With the excitement of possible visits to Mars and other exotic locations in space, it’s easy to let go of the wonder the moon instilled in previous generations. The moon is our constant companion, predictably disappearing and reappearing according to its position relative to us and the sun. We can describe the moon pretty well and have even walked on its surface, but mysteries remain. We don’t even know for certain how the moon formed or why its orbit looks the way it does. Digging into these mysteries can help us better understand our collective past.

In a recent paper in Nature, a team of astronomers suggest that the moon-Earth history was much more dramatic than current leading theories predict. Evidence suggests that the moon was formed when a giant object hit the early Earth, creating a disc of debris around a spinning Earth. Over time much of the debris accreted, or coalesced, and created the moon. The current models of this process explain a lot, but not everything.
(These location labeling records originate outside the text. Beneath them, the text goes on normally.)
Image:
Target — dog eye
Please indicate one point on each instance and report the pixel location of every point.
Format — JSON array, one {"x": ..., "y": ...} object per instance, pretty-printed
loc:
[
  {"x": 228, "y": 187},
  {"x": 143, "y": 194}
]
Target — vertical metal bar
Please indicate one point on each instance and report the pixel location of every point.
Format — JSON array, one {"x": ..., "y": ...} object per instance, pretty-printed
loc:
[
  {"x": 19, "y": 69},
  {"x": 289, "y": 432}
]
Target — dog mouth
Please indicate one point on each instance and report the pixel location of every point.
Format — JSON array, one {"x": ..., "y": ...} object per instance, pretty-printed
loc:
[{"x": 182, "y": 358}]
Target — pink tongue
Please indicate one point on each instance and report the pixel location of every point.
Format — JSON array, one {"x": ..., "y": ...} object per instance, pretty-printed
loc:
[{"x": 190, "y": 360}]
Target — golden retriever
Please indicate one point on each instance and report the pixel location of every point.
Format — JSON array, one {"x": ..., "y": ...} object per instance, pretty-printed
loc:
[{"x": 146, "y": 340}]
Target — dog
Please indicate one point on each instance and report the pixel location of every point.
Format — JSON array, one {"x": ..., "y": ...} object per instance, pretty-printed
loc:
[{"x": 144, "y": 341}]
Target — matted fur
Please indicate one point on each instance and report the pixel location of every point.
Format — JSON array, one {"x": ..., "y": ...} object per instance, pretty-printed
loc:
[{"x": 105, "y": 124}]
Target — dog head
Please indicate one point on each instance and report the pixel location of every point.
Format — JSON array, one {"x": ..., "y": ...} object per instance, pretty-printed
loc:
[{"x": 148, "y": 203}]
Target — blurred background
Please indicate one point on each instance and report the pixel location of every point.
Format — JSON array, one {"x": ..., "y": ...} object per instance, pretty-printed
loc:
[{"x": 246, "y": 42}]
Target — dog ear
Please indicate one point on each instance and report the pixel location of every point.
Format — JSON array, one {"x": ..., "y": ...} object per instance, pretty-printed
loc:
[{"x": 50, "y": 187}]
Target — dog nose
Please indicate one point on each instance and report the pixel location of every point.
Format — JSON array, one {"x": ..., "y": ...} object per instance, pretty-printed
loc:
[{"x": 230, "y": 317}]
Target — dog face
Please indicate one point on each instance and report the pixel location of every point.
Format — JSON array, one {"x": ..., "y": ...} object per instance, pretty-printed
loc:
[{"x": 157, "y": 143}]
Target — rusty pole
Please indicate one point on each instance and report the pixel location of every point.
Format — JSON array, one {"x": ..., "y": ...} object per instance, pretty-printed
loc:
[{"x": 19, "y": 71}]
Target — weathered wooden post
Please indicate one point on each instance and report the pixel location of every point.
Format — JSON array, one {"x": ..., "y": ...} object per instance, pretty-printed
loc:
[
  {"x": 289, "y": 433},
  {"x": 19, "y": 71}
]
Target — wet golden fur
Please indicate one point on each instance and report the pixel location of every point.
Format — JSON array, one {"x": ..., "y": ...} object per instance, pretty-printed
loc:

For example, there is a curious 5° tilt to the moon’s orbit.
In this recent work, the astronomers modeled possible scenarios for the moon’s formation to see what best matches reality. While not definitive, their research points to an explosive collision that sent the Earth spinning much faster than previous models predict and that knocked the Earth’s axis into a major tilt, somewhere between 60 and 80 degrees. Today the tilt is just 23.5°.

Their best model shows the debris forming a moon very close to the Earth that eventually drifts away, maybe as far as 15 times farther away than where it started. Despite a chaotic early relationship, the gravity of the moon, Earth, and the sun eventually settle the system into the geometry and rhythm we see today. The researchers point out that this revised model doesn’t address all of the unanswered questions about the moon’s orbit, but it seems to be a better match than previous models.

There is something about our shared sky and shared history, whether we understand it completely or not, that has the potential to bring people together. Come Sunday evening, I’ll be looking up at the same supermoon as people of all ages and backgrounds living all around the world. I hope you’ll be looking up with us!